El turismo nacional chino crece con fuerza —en 2025 generó un 16% más de ingresos que el año anterior— y ha disparado una modalidad inesperada: la acampada en coche, popularizada tras la crisis de la covid-19 como alternativa más barata y flexible a los hoteles. El fenómeno se concentra en vehículos eléctricos o de autonomía extendida, cuyos modos de "acampada" y "sueño" transforman el habitáculo en un espacio habitable con cocina, nevera, aseo, karaoke e incluso proyectores 4K. Daniel Wu, director global de marca y marketing de XPeng, explica a Bloomberg que muchos usuarios permanecen una hora dentro del coche tras la jornada laboral para descansar o jugar.
El negocio refleja este tirón: pasó de 113.470 millones de yuanes en 2022 a cerca de 250.000 millones en 2025, según datos recogidos por People's Daily. Los pedidos de vehículos de "nueva energía" crecen a un ritmo diez veces superior interanual, según China Daily, y el 53% de los viajeros que optan por esta modalidad pertenecen a la generación de los 90, atraídos por el ahorro frente al alojamiento tradicional.

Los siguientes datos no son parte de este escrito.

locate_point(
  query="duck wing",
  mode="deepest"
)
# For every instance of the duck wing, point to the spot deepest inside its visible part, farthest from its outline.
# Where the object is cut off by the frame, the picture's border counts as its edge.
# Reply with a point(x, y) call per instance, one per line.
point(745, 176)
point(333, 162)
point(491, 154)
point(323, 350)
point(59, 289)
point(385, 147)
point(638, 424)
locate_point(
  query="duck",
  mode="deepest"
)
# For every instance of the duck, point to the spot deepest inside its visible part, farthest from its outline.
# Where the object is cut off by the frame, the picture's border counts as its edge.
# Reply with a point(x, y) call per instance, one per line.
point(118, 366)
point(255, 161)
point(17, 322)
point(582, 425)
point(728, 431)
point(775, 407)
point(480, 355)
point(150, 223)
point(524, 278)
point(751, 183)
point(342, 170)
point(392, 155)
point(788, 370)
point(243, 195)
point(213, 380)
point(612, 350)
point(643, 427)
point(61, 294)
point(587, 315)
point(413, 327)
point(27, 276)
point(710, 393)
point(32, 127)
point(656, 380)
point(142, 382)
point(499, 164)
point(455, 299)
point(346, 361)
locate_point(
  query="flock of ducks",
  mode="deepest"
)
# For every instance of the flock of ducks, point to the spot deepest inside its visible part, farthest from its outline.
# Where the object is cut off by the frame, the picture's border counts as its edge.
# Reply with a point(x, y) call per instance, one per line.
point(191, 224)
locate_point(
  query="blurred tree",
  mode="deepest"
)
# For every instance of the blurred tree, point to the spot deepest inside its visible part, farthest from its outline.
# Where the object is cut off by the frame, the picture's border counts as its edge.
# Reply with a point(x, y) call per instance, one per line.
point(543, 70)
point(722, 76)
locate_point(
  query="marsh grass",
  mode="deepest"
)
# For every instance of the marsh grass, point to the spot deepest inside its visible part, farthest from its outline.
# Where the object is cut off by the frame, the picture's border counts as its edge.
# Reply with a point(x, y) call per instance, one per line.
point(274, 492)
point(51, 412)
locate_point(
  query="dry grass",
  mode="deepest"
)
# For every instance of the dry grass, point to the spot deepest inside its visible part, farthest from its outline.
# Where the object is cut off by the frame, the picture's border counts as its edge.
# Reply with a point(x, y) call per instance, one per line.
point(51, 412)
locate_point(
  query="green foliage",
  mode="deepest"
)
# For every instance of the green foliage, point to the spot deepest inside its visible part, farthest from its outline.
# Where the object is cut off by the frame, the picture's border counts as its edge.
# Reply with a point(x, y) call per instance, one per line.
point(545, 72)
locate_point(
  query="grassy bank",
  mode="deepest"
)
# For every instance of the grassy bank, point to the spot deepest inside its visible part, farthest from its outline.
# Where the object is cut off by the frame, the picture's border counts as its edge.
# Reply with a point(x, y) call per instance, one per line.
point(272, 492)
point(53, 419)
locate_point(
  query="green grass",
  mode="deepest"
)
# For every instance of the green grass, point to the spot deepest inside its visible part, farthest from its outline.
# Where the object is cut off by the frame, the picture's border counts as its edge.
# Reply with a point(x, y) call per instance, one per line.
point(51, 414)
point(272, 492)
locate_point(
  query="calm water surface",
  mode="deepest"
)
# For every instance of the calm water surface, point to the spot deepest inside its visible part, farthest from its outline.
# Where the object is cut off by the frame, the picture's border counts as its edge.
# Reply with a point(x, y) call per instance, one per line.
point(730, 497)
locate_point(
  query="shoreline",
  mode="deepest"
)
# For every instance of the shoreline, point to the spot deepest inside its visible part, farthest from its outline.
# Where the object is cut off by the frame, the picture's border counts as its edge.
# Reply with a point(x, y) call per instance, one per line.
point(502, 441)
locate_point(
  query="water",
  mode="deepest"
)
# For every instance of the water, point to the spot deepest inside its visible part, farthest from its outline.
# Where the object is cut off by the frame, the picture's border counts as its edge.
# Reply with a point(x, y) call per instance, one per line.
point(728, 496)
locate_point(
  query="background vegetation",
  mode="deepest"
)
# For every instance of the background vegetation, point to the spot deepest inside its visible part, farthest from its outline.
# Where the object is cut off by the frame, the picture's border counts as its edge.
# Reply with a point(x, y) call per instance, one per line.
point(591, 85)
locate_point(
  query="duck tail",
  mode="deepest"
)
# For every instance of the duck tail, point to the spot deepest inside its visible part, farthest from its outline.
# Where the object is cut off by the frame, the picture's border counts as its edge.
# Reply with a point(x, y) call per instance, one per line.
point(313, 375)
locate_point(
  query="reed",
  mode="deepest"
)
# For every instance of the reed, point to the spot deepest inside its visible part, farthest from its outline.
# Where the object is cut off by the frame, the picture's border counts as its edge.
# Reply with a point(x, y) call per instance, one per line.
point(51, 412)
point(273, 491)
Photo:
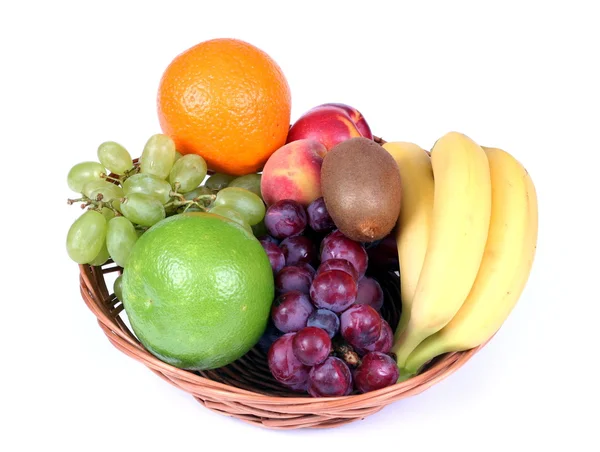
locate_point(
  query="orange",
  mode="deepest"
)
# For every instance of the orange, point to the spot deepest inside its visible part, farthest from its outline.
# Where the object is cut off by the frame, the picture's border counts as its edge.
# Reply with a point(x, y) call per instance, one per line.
point(228, 101)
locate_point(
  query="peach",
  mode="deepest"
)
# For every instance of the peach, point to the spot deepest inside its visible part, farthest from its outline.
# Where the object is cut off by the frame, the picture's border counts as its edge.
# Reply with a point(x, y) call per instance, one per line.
point(330, 124)
point(293, 172)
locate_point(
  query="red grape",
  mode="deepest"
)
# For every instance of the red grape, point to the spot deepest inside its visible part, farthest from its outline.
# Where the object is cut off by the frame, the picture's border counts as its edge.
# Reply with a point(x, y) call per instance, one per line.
point(268, 238)
point(360, 325)
point(338, 264)
point(383, 344)
point(284, 366)
point(326, 320)
point(311, 345)
point(337, 246)
point(293, 278)
point(318, 216)
point(308, 267)
point(291, 310)
point(334, 290)
point(370, 293)
point(270, 335)
point(331, 378)
point(275, 255)
point(377, 370)
point(298, 249)
point(285, 218)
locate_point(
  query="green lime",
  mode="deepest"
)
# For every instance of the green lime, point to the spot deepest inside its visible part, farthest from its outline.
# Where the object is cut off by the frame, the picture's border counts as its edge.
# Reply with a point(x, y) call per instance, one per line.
point(198, 290)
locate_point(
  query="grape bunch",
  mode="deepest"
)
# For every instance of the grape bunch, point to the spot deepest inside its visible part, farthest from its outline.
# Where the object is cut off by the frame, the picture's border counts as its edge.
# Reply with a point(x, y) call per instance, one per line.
point(326, 335)
point(124, 198)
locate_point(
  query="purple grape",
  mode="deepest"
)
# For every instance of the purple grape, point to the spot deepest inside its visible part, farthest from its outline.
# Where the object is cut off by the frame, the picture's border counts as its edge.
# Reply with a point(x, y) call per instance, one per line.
point(290, 311)
point(326, 320)
point(338, 264)
point(284, 366)
point(334, 290)
point(270, 335)
point(298, 249)
point(383, 344)
point(318, 216)
point(360, 325)
point(293, 278)
point(337, 246)
point(268, 238)
point(377, 370)
point(370, 293)
point(275, 255)
point(311, 345)
point(331, 378)
point(285, 218)
point(308, 267)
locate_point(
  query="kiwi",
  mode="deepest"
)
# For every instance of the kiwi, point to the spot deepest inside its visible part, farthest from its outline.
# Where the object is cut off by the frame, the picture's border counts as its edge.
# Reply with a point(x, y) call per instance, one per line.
point(360, 183)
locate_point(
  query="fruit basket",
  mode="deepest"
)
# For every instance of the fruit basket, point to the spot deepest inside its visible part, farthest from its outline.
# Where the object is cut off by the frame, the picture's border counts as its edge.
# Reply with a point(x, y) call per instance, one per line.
point(319, 273)
point(245, 389)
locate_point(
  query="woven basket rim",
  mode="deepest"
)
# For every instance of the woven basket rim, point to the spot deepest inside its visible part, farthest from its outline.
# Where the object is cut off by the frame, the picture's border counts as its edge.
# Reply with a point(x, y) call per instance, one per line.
point(441, 369)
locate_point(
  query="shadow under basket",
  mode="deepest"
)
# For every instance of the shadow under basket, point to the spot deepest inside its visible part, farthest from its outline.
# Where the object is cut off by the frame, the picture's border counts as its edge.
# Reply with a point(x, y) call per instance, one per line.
point(245, 389)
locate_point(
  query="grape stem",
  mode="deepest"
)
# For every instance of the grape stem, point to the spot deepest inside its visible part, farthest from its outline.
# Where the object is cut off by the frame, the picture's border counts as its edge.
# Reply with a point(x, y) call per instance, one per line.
point(179, 200)
point(344, 351)
point(110, 178)
point(97, 204)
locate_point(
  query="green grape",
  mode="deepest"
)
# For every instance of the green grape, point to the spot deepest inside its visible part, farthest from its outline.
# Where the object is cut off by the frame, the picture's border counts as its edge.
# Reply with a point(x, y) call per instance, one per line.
point(86, 237)
point(114, 157)
point(107, 213)
point(250, 182)
point(158, 156)
point(102, 256)
point(82, 173)
point(120, 238)
point(250, 206)
point(118, 287)
point(197, 192)
point(260, 229)
point(108, 190)
point(149, 185)
point(189, 171)
point(218, 181)
point(232, 215)
point(143, 209)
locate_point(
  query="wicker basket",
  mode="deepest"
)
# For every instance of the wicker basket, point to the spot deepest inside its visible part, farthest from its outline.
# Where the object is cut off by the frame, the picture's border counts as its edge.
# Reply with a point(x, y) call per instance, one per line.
point(246, 389)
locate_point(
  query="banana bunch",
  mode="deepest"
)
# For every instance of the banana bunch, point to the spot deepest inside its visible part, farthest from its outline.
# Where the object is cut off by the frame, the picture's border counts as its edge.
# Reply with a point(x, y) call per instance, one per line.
point(466, 237)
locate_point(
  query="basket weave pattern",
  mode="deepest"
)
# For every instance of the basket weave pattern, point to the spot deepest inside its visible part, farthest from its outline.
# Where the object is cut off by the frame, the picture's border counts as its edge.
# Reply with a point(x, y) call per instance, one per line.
point(245, 389)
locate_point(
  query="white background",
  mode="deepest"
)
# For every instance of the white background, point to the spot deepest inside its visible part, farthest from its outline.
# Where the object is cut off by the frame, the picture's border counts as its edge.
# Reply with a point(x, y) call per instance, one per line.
point(520, 76)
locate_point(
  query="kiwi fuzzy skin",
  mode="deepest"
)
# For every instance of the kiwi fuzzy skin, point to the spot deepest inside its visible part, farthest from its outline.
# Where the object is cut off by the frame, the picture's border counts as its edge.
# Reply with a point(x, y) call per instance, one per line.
point(360, 183)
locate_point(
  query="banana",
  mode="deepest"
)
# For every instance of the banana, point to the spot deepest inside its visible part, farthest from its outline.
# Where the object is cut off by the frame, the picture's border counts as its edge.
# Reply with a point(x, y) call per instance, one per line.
point(505, 267)
point(459, 229)
point(414, 222)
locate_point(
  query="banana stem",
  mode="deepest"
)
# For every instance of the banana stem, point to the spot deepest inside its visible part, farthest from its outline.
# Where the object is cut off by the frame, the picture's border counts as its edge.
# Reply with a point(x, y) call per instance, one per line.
point(404, 375)
point(425, 352)
point(406, 343)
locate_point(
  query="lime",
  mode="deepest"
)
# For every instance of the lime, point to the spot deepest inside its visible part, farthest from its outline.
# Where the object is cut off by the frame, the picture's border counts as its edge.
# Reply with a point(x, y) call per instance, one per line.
point(198, 290)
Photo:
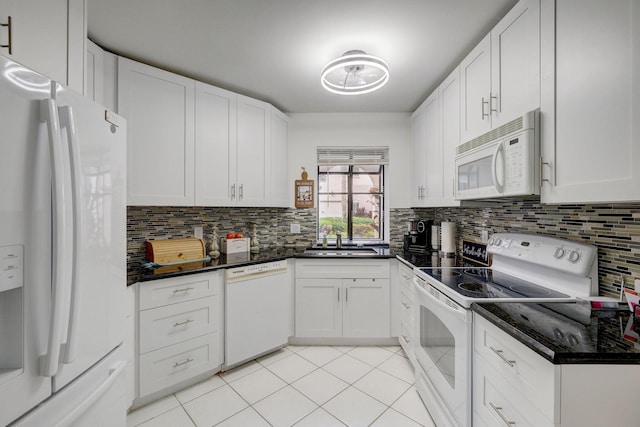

La expansión se apoya en una red de recarga pública que supera los 21 millones de enchufes y crece cada año por encima del 50%. Fabricantes como XPeng, Changan —con modelos capaces de vadear ríos— y Geely, a través de Farizon, ya comercializan accesorios y funciones específicas de acampada que convierten al turismo itinerante en una alternativa real a la autocaravana convencional.